St-Pierre, Christiane. Absente pour la journée, Moncton, Perce-Neige, coll. « Prose », 2015 [1989, aux Éditions d’Acadie], 175 p.
Absente pour la journée de Christiane St-Pierre, que les Éditions Perce-Neige viennent tout juste de rééditer, raconte l’histoire de tout un village qui vit au rythme de l’imagination de Mademoiselle Anita. La première page du roman sert à présenter le personnage : «Femme adulée et aimée par tout le village, Anita Leduc n’avait pourtant jamais pris l’avion de sa vie» (p. 12). Les innombrables récits de voyage qu’elle invente permettent néanmoins aux gens du village de rêver et de voyager partout à travers le monde : «avec elle, [ils participaient] à un grand jeu dont elle [fixait] elle-même les règles» (p. 71). Le lecteur aussi se prend au jeu, car en lisant, il a un peu l’impression d’être suspendu dans le temps, toujours entre deux rêves.

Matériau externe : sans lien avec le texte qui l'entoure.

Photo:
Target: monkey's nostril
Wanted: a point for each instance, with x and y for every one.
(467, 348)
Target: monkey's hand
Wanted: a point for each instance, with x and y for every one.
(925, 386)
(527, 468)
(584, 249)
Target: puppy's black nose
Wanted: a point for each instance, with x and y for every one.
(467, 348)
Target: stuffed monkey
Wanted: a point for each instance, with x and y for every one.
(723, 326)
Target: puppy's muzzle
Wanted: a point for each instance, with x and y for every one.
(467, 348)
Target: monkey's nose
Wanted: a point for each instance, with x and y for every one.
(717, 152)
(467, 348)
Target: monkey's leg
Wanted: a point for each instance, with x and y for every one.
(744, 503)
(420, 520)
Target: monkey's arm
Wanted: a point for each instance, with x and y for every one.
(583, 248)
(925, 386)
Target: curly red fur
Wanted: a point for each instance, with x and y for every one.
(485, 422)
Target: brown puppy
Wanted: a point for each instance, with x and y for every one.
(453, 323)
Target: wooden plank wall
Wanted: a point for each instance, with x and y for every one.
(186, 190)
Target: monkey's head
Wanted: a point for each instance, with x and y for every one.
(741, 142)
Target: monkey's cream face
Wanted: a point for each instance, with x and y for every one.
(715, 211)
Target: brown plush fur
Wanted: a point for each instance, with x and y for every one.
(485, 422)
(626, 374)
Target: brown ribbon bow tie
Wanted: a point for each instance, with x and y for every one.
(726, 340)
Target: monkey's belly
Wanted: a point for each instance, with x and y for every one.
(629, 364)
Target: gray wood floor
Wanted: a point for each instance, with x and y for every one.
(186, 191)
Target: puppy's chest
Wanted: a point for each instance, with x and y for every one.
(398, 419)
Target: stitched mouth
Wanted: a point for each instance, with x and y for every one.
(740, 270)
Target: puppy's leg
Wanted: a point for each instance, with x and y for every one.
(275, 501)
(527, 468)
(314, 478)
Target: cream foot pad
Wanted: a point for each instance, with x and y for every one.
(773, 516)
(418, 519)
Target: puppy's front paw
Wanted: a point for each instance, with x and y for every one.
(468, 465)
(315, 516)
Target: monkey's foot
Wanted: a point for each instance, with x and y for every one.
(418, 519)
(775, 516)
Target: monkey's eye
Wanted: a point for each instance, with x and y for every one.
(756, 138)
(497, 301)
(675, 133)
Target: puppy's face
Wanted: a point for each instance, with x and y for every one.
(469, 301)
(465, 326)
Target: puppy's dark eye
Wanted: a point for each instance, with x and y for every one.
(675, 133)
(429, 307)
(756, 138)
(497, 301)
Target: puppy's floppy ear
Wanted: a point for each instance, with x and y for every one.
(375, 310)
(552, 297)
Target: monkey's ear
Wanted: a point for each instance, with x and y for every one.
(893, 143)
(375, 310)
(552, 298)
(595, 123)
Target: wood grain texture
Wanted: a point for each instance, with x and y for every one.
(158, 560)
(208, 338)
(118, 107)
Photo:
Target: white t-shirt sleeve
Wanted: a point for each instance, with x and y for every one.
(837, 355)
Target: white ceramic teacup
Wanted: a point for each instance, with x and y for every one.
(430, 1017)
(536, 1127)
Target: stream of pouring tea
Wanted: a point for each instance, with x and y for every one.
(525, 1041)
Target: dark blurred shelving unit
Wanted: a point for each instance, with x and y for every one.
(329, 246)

Le temps présent du récit se situe à la fin des années 1980 (époque contemporaine de la première édition du roman), dans un village qui n’est pas nommé. On y relate la vie de Mademoiselle Anita, arrivée au village à l’âge de quinze ans et rendue à l’aube de son soixante-dixième anniversaire. Au fil du roman, on apprend peu de choses sur elle, à part qu’elle a toujours vécu seule dans sa maison et qu’elle passait la plupart de son temps à lire et à se balader sur la plage. Bien qu’elle soit décrite comme vivant de façon complètement isolée dans sa jeunesse, on apprend qu’au fil du temps certaines personnes, ayant accepté d’entrer dans son jeu et de vivre au rythme de ses voyages imaginaires, ont réussi à se lier d’amitié avec elle.
Mademoiselle Anita ne fait pas qu’inventer des histoires pour tous les gens du village, c’est aussi elle qui, par ses paroles, donne espoir à ses amis. Parmi ceux-ci, il y a Geneviève, une artiste qui, après la mort de son conjoint, avait renoncé à la peinture. Toutefois, Mademoiselle Anita réussit à la convaincre de venir s’installer au village et de recommencer à peindre. C’est au moment où celle-ci termine une série de tableaux pour sa première exposition qu’a lieu le dénouement de l’histoire. À travers l’histoire d’Anita, on découvre ainsi des fragments de la vie des villageois qui l’ont côtoyée.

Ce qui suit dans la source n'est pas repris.